Earlier today we showed you a few images that came directly from the U.S. Apple vs Samsung trial. Only they’re not allowed in court as evidence for Samsung, and since Samsung’s counsel can’t use them to defend against Apple claims, it decided to leak them to the media.

The decision angered Judge Lucy Koh, who is presiding over the case and who wanted to know exactly how this happened. And when a judge asks, you can only answer, which is what John Quinn, Samsung’s lead counsel did.

The attorney filled a personal declaration today in which he explained that he is the one that authorized the release of the Samsung evidence. Here are relevant fragments of his declaration – the entire document is available at the Source link at the end of this post.

On July 31, 2012, I approved and authorized the release of a brief statement—it was not a general press release—and proposed trial demonstrative exhibits.

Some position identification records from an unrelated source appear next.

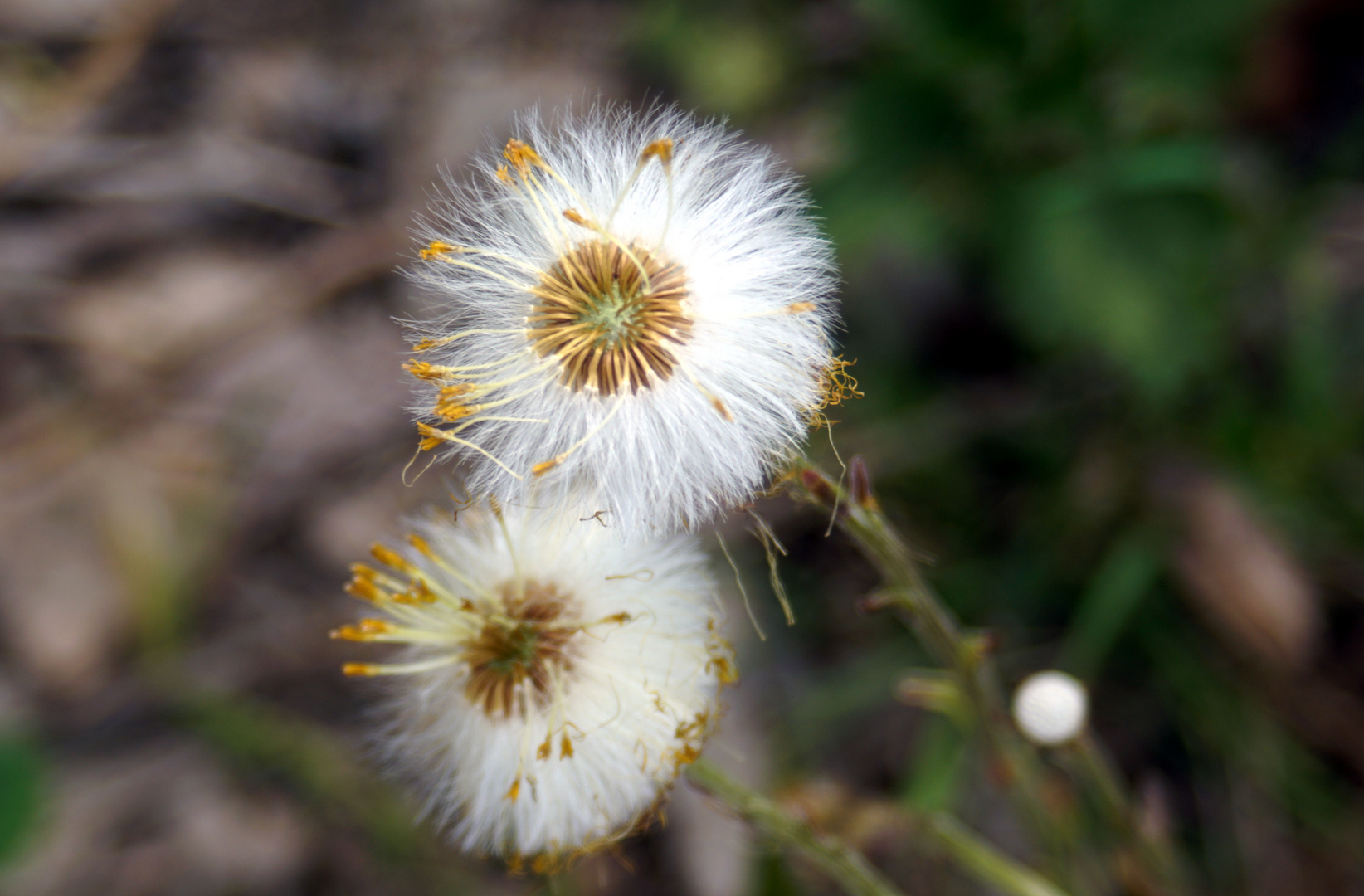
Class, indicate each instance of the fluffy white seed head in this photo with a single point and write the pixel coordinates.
(555, 677)
(1050, 708)
(629, 314)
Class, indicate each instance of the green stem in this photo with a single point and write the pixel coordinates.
(981, 861)
(850, 868)
(838, 859)
(904, 589)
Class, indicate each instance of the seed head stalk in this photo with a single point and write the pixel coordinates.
(904, 589)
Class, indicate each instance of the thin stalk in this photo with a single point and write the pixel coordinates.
(904, 589)
(984, 862)
(972, 855)
(834, 857)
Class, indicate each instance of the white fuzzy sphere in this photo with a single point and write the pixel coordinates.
(1050, 708)
(577, 749)
(748, 377)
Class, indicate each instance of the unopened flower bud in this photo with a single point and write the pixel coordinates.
(1050, 708)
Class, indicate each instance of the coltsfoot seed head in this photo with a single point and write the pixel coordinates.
(1050, 708)
(631, 313)
(555, 679)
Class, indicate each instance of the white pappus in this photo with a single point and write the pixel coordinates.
(631, 314)
(555, 678)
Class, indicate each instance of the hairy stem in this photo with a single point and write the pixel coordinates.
(850, 868)
(835, 858)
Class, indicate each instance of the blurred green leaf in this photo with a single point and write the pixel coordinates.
(21, 794)
(1123, 578)
(938, 767)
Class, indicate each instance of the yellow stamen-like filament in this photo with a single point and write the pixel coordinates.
(431, 436)
(544, 467)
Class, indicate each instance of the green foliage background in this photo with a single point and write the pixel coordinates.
(1088, 246)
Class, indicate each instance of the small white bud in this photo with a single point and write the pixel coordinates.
(1050, 708)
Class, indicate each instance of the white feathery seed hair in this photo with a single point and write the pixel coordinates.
(631, 314)
(555, 681)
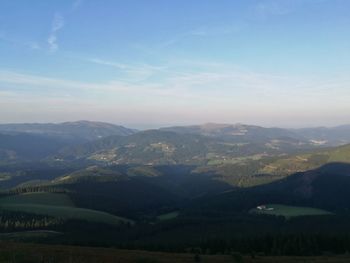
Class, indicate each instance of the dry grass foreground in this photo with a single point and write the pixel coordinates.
(18, 252)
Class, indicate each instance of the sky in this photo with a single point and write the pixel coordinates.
(150, 63)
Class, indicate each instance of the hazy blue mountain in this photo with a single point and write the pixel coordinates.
(327, 136)
(236, 132)
(22, 146)
(167, 147)
(74, 131)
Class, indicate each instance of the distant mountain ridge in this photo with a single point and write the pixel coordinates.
(79, 130)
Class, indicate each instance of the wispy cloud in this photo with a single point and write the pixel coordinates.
(57, 25)
(76, 4)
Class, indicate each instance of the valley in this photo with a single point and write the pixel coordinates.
(177, 189)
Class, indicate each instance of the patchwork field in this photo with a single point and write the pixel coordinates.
(289, 211)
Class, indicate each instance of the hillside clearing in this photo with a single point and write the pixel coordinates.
(289, 211)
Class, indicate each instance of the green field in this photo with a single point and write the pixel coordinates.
(290, 211)
(56, 205)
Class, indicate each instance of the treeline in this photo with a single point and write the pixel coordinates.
(15, 221)
(38, 189)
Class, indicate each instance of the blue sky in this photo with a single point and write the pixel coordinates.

This followed multiple requests from members of the media seeking further explanation—including requesting the demonstrative exhibits at issue—as to the basis for Samsung’s claims, made in open court and in its public trial brief, that it had the right to present evidence that the iPhone was inspired by “Sony style” and that Samsung had independently created the design for the F700 phone—that was alleged in Apple’s opening statement to be an iPhone copy—in 2006, well before the announcement of the iPhone.
A true and correct copy of a sample of the press inquiries seeking precisely the information that was provided—including requesting the trial demonstrative exhibits at issue—is attached as Exhibit A.
Contrary to the representations Apple’s counsel made to this Court, Samsung did not issue a general press release and more importantly, did not violate any Court Order or any legal or ethical standards. These false representations by Apple’s counsel publicly and unfairly called my personal reputation into question and have resulted in media reports likewise falsely impugning me personally.
As this Court has acknowledged, this is a case with genuine and substantial commercial and public interest and with enormous potential commercial impact. The media has been reporting in salacious detail Apple’s allegations of Samsung’s supposed “copying”, causing injury to Samsung’s public reputation as a company. Moreover, Apple’s baseless and public assertions that Samsung’s transmission to the media of public information constituted contempt of court and that these actions were intended to pollute the jury were themselves glaring falsehoods, highlighting why Samsung has every right to defend itself in the public domain from unfair and malicious attacks.
Samsung’s brief statement and transmission of public materials in response to media inquiries was lawful, ethical, and fully consistent with the relevant California Rules of Professional Responsibility (incorporated by N.D. Cal. Civil Local Rule 11-4) and legal authorities regarding attorneys’ communications with the press. California Rule of Professional Responsibility 5-120(B)(2) specifically permits attorneys involved in litigation to disclose “information in a public record.” As shown above, all of the information disclosed was contained in public records.

As you can see, Quinn firmly believes that he was not wrong to share with the media evidence that’s not allowed in court but that already is part of the public record. The lawyer argues that Judge Koh decided that this trial would be open to the public and therefore the public needs to know what each party has to say. Furthermore, Quinn says the object of his actions was not to influence the jurors.

Now we’ll have to wait for Judge Koh to rule on the matter, and it will be interesting to see which party she will side with.